Workspace Layouts#
Project directory layouts can vary quite a lot. From the ”template” projects where the Clojure project files are at the root, to, well, let's just say that the project files are not always at the root. And sometimes there is more than one project (read here how to get clojure-lsp support with a Leiningen project in a subfolder).
How Calva Finds the Project Root#
When you Jack-in or Connect, Calva searches the workspace for directories containing one of these project files:
deps.ednproject.cljshadow-cljs.ednbb.ednbasilisp.edn
If only one project root is found, Calva uses it automatically. If multiple are found, you'll be prompted to pick one. Workspace root folders are always included as candidates even if they don't contain a project file.
The project file does not need to be at the workspace root. For example, if your workspace looks like this:
my-workspace/
backend/
deps.edn
src/
app.clj
Calva will detect backend/ as a project root and Jack-in will work from any file inside it.
Note
You can control which directories are excluded from the search with the calva.projectRootsSearchExclude setting.
Working with Projects#
Calva only really supports working with one project at a time per VS Code window. Here's a short guide for some different setups:
- You have one project in the workspace, the project files are in there somewhere.

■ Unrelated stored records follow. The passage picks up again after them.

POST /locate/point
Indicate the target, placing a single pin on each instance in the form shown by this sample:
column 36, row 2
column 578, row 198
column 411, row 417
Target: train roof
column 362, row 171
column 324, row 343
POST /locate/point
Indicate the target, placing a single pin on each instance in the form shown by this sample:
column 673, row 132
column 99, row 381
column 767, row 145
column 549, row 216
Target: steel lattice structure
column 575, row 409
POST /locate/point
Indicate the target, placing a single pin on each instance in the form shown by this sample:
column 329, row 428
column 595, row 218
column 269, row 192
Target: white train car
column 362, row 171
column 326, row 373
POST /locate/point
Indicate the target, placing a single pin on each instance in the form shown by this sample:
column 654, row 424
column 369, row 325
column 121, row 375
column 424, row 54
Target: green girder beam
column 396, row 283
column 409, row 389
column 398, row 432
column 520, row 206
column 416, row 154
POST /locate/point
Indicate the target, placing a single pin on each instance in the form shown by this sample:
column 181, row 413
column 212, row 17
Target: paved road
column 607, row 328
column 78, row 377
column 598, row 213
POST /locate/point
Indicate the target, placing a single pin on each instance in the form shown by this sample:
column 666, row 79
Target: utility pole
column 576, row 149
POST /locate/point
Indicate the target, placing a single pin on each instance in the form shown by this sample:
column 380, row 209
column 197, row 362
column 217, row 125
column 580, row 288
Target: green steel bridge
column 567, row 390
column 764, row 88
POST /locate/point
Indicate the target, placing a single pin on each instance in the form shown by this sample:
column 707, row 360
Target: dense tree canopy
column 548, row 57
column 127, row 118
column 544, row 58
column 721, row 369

- Use a regular VS Code ”folder window” or a Workspace proper, both will totally work.
- You have more than one project in the repository, but only really work with one at a tine.

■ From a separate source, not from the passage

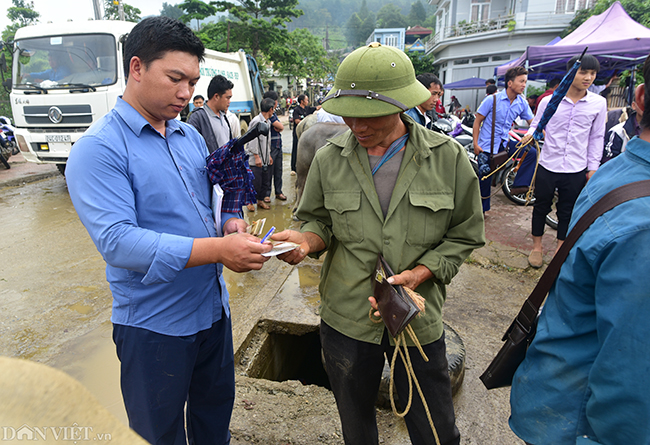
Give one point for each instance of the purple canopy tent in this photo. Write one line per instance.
(613, 37)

- Use a Workspace proper and add the different project directories as separate Workspace Folders.
- You can only jack-in/connect to one project at a time.
- You have more than one project in the repository, and need to work with them in parallell.

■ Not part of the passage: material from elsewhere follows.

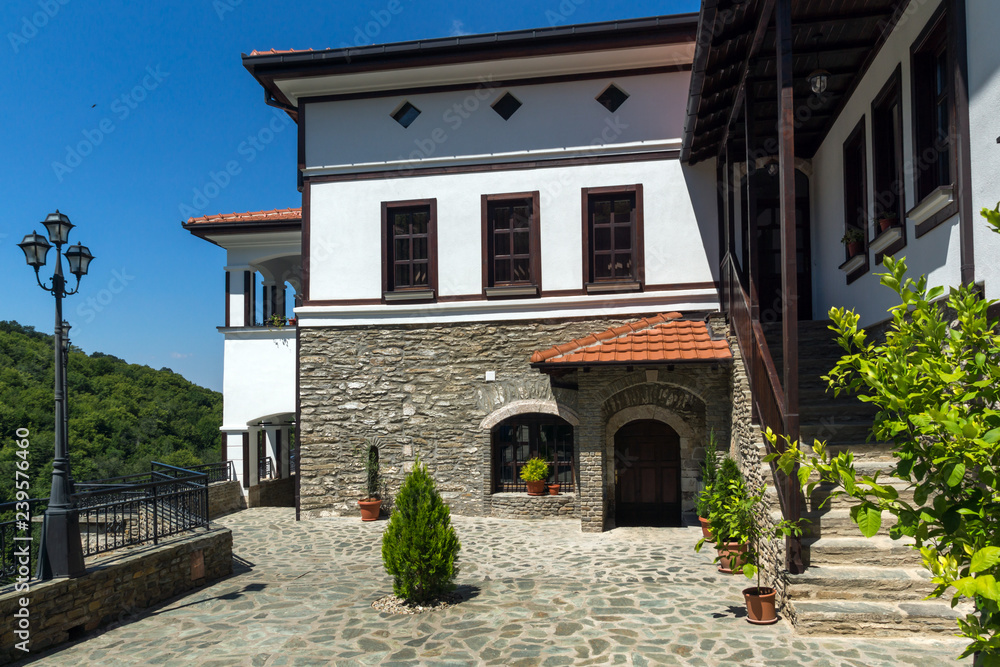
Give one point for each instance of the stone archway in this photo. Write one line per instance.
(647, 474)
(686, 425)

- Open each project you want to work with in a separate VS Code window.
One Folder - Two Windows?#
As is mentioned in the Calva Jack-In Guide, if you have a full stack project using a Clojure backend and a shadow-cljs frontend, you will need to open the same project in two separate VS Code windows, one for the backend and one for the frontend. This is how you can do that:
- Open a new VS Code window.
- Select File->Add Folder to Workspace.... Save the workspace as, say,
Server.code-workspace. - Open a new VS Code window.
- Select File->Add Folder to Workspace.... Save the workspace as, say,
Client.code-workspace.
Now, whenever you want to Jack-in to the backend and/or frontend, do it from the Server and/or Client workspace, respectively.